Knowing the values of the ratio h0/h1 (Eq. 15) and the β coefficient (Eq. 22), the sequent depth of a sill-controlled B-jump can be calculated by the momentum equation (Eq. 13). Table 1 shows the performance of Eq. (13) in predicting the sequent depth of a Bs-minimum jump. Also, the comparison between the experimental and estimated ht/h1 values by Eq. (13) for sill-controlled B-jumps is showed in Fig. 14. The mean error and the R2 coefficient of Eq. (13) was calculated equal to 2.25% and 0.97, respectively. The distribution of the estimate error of ht/h1 by Eq. (13) is normal, and 99.9% of the predicted points fall within the \(\pm\)1 % error bands (Fig. 15).
Figure 16 shows the comparison of the tail-water depth, and the rate of energy dissipation for the free and sill-controlled B-jump. In this Figure, the maximum z1/h1 (calculated by Eq. 19) is also presented for different ranges of s/xs (min). The free B-jump is generated for the case of s/xs (min) = 0, in which the tail-water depth is higher (Fig. 16a), compared to the sill-controlled B-jump (s/xs > 0). As shown, for the different ranges of s/xs (min), the maximum reduction in the tail-water depth occurs at the toe of the chute (z1/h1 = 0), and as the jump toe location moves away from the bottom kink, the difference between the tail-water depth of the sill-controlled and free B-jump decreases and finally the effect of the sill becomes negligible for (z1/h1)max.
In addition to reducing the tail-water, increasing the jump efficiency or the energy dissipation through the jump is another significant factor in the proper design of stilling basins.
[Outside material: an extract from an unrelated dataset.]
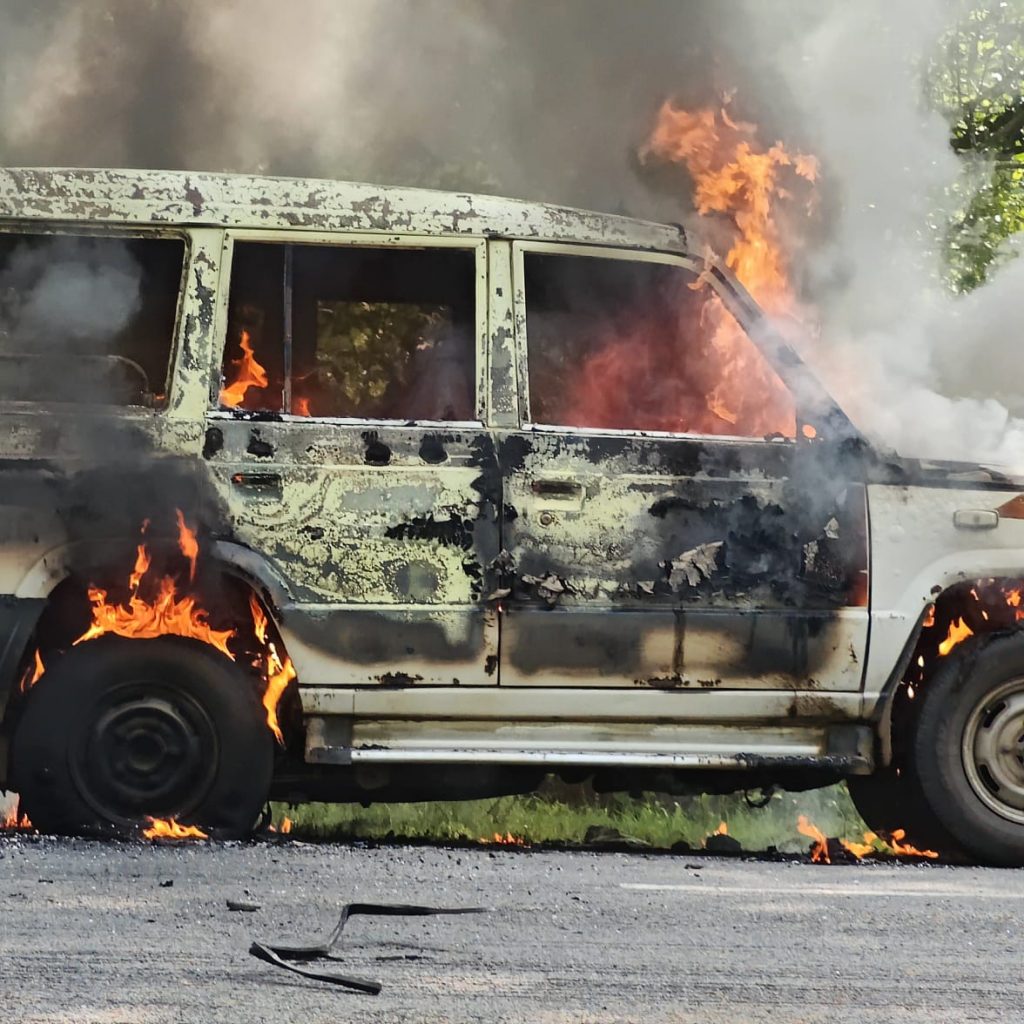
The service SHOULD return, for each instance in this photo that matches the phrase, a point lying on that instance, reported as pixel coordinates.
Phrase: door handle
(568, 491)
(258, 484)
Energy dissipation η for sill-controlled and free B-jumps were calculated using the following equation proposed by Habibzadeh et al. (2011):
$$\eta =1 - \frac{{{H_2}}}{{{H_1}}}$$
23
in which H1 and H2 represent the energy head at the toe and end sections of the jump, respectively.
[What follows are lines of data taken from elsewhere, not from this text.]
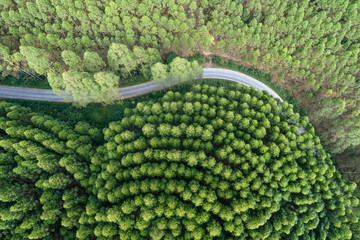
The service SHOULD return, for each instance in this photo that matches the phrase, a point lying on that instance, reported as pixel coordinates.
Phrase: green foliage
(211, 162)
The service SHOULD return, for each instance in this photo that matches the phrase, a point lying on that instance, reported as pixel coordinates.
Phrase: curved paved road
(218, 73)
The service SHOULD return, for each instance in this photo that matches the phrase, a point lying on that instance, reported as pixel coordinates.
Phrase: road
(136, 90)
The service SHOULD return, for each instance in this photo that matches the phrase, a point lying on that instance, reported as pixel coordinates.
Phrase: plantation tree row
(211, 163)
(309, 47)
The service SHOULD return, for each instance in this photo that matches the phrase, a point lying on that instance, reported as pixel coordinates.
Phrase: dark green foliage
(311, 48)
(211, 163)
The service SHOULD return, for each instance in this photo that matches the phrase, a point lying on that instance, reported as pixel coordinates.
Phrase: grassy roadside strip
(262, 77)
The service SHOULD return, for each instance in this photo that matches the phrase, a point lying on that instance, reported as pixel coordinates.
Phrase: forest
(206, 163)
(88, 48)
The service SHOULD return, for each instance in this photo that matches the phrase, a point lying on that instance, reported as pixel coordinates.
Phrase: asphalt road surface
(136, 90)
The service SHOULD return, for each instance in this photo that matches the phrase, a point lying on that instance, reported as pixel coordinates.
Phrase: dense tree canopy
(310, 47)
(212, 163)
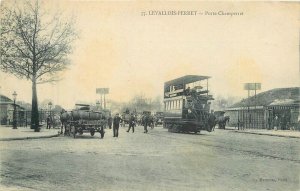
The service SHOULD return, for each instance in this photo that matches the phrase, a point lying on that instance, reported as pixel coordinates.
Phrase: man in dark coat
(109, 121)
(116, 125)
(211, 121)
(131, 123)
(48, 122)
(145, 122)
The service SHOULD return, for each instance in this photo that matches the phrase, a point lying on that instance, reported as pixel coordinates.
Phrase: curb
(287, 136)
(26, 138)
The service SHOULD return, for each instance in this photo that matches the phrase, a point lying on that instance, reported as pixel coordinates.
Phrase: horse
(221, 121)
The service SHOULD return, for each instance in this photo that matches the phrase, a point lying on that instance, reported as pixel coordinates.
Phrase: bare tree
(34, 46)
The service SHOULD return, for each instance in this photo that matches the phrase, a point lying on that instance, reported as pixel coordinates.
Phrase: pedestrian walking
(276, 123)
(131, 123)
(212, 121)
(109, 121)
(145, 121)
(48, 122)
(116, 125)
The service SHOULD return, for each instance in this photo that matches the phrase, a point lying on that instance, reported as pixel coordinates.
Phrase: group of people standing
(132, 123)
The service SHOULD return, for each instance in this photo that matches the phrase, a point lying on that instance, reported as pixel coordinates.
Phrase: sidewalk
(278, 133)
(22, 133)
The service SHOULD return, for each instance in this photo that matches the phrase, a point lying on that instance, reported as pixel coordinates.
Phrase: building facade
(260, 111)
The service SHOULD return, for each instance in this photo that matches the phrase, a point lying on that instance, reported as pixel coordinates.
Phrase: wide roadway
(159, 160)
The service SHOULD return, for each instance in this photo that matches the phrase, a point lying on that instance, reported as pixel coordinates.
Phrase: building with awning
(6, 111)
(259, 111)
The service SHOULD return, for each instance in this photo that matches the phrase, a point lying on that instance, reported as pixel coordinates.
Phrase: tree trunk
(34, 109)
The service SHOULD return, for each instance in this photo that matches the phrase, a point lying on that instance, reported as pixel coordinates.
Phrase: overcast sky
(132, 54)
Figure (16b) shows the variation of energy dissipation for the free and sill-controlled B-jump at different ranges of s/xs (min). The results show that the presence of a sill increases energy dissipation, and its value increases with increasing s/xs (min). Similar to the tail-water depth, as the jump toe location moves away from the bottom kink, the difference in energy dissipation decreases.
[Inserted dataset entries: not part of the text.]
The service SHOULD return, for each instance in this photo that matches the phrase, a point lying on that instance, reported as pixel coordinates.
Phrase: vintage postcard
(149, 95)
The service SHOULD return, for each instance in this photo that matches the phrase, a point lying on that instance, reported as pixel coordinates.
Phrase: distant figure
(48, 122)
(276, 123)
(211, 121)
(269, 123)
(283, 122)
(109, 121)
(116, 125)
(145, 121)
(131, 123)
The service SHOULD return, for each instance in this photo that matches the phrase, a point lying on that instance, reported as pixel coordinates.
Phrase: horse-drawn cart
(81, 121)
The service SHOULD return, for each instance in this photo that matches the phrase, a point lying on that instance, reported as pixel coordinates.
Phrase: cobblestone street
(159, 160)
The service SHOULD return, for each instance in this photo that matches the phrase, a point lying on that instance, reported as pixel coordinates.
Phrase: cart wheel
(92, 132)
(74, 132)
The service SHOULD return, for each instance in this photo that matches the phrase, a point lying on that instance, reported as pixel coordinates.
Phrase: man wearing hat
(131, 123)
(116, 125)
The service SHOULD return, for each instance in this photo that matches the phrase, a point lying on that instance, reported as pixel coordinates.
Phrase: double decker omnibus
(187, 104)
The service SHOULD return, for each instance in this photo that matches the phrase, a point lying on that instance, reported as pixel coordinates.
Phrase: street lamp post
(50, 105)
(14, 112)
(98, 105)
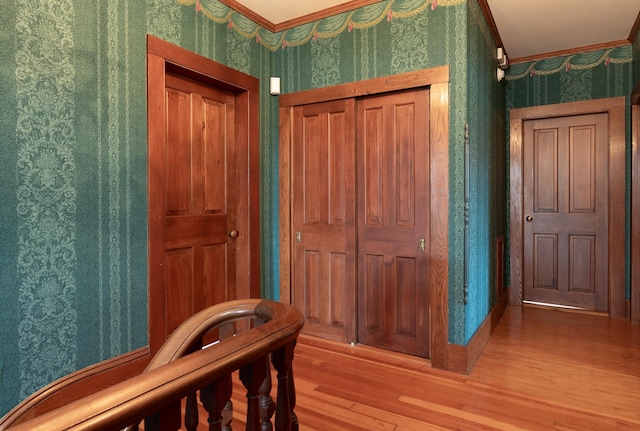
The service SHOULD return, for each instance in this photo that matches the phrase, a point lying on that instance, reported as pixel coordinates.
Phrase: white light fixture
(274, 86)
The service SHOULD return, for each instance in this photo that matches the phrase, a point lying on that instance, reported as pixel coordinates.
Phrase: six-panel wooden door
(199, 220)
(566, 201)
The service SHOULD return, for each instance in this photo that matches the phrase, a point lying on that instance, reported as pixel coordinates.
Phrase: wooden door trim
(162, 57)
(635, 205)
(437, 79)
(615, 108)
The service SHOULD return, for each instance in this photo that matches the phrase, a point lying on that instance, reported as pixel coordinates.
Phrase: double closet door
(360, 220)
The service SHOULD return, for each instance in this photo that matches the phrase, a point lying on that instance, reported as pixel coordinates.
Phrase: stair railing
(181, 369)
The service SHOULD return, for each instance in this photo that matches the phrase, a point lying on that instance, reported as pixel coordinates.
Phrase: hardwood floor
(540, 370)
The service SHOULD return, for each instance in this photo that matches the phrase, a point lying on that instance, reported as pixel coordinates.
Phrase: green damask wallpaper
(73, 280)
(487, 169)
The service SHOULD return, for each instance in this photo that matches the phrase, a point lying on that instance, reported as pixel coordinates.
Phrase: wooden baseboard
(463, 358)
(78, 385)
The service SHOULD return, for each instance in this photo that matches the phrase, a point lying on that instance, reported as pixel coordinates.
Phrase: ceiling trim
(488, 16)
(568, 52)
(306, 19)
(248, 13)
(635, 29)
There is no difference between the use of a free and sill-controlled B-jump in reducing the erosion at the basin end. For ht < ht (min), the jump toe position relative to the sill becomes independent of the tail-water, and the type \({\rm I}{\rm I}\) jump is generated for both cases. Therefore, as a general result, the sill-controlled B-jump can be used as a novel alternative to the CHJ to reduce the length of stilling basin and the tail-water, and improve the energy dissipation rate.